M. BLAISE GODET (Suisse) a déclaré que
son pays avait voté contre le projet de résolution
car il estime que ce texte ne correspond pas à l'objectif
que le Conseil s'était fixé, à savoir la
recherche du consensus. Par son vote négatif, la Suisse
s'oppose à la procédure suivie. La situation en
Palestine est particulièrement préoccupante et la
Suisse lance un appel aux deux parties afin qu'elles respectent
le droit humanitaire et à mettre un terme à une
escalade dangereuse.
M. SHIGERU ENDO (Japon) s'est dit préoccupé
par la situation des droits de l'homme dans cette région
et de voir la situation s'aggraver. Le Japon a invité les
deux parties à exercer un maximum de retenue. Un consensus
sur le projet de résolution aurait été préférable.
Ce texte n'est pas constructif, a estimé le représentant.
C'est pourquoi le Japon a voté contre.
M. RICARDO GONZALEZ (Uruguay) a déclaré
avoir voté en faveur du projet de résolution, compte
tenu de la gravité de la situation dans la région.

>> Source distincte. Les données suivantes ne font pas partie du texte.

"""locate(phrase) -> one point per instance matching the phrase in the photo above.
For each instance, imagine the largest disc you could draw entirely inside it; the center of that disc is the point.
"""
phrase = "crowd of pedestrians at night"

Faute de consensus, la mise aux voix a été imposée
à des délégations par ailleurs soucieuses
de trouver un arrangement. Il s'agit d'un mauvais précédent
pour le Conseil, dont il est à espérer qu'il ne
devienne pas la règle.
M. SERGIO CERDA (Argentine) appuie les initiatives
de la communauté internationale visant à remettre
les parties au conflit sur le chemin de la paix. L'Argentine continuera
de travailler de concert avec les Nations unies pour faire prévaloir
la paix au Moyen-Orient. 
Décision sur l'incitation à la haine raciale et religieuse et la promotion de la tolérance
Par une décision relative à l'incitation à
la haine raciale et religieuse et la promotion de la tolérance
(A/HCR/1/L.16), adoptée par 33 voix pour, 12 contre
et une abstention (République de Corée), le Conseil
décide de prier le Rapporteur spécial sur la liberté
de religion ou de conviction et le Rapporteur spécial sur
les formes contemporaines de racisme, de discrimination raciale,
de xénophobie et de l'intolérance qui y est associée
ainsi que le Haut-Commissariat aux droits de l'homme de lui faire
rapport sur ce phénomène à sa prochaine session,
en particulier sur les incidences pour le paragraphe 2 de l'article
20 du Pacte international relatif aux droits civils et politiques.
Ont voté pour (33) : Afrique du Sud, Algérie,
Arabie Saoudite, Argentine, Azerbaïdjan, Bahreïn, Bangladesh,
Brésil, Cameroun, Chine, Cuba, Equateur, Fédération
de Russie, Gabon, Ghana, Guatemala, Inde, Indonésie, Jordanie,
Malaisie, Mali, Maurice, Mexique, Maroc, Niger, Pakistan, Pérou,
Philippines, Sénégal, Sri Lanka, Tunisie, Uruguay,
Zambie.
Ont voté contre (12) : Allemagne, Canada, Finlande,
France, Japon, Pays-Bas, Pologne, Roumanie, Suisse, République
tchèque, Royaume-Uni, Ukraine.
Absent (1) : République de Corée.
M. PAUL MEYER (Canada) a dit être conscient
que l'intolérance religieuse est un grave sujet de préoccupation
partout sur terre. Cependant, le Canada ne peut accepter la terminologie
de la diffamation des religions. Le Canada a déclaré
appuyer l'idée d'une discussion à la prochaine session
du Conseil, mais cette proposition n'a pas été retenue.
Le Canada n'est dont pas satisfait de la procédure suivie
pour cette initiative.
M. VESA HIMANEN (Finlande, au nom de l'Union
européenne) a déclaré que l'Union
éprouve deux difficultés vis-à-vis du texte,
l'une tenant à la procédure et l'autre de fond même
du texte. Un dialogue fondé sur le respect mutuel est la
meilleure manière de procéder; or, agir dans des
conditions aussi précipitées, en toute fin de session,
ne semble pas correspondre au nouvel esprit qui devrait souffler
sur les travaux du Conseil. La promotion du respect des convictions
devrait être basée sur la promotion du respect égal
de tous les droits de l'homme, notamment ceux de liberté
de conviction et de religion.
Source : Nations unies, Genève, 30 juin 2006.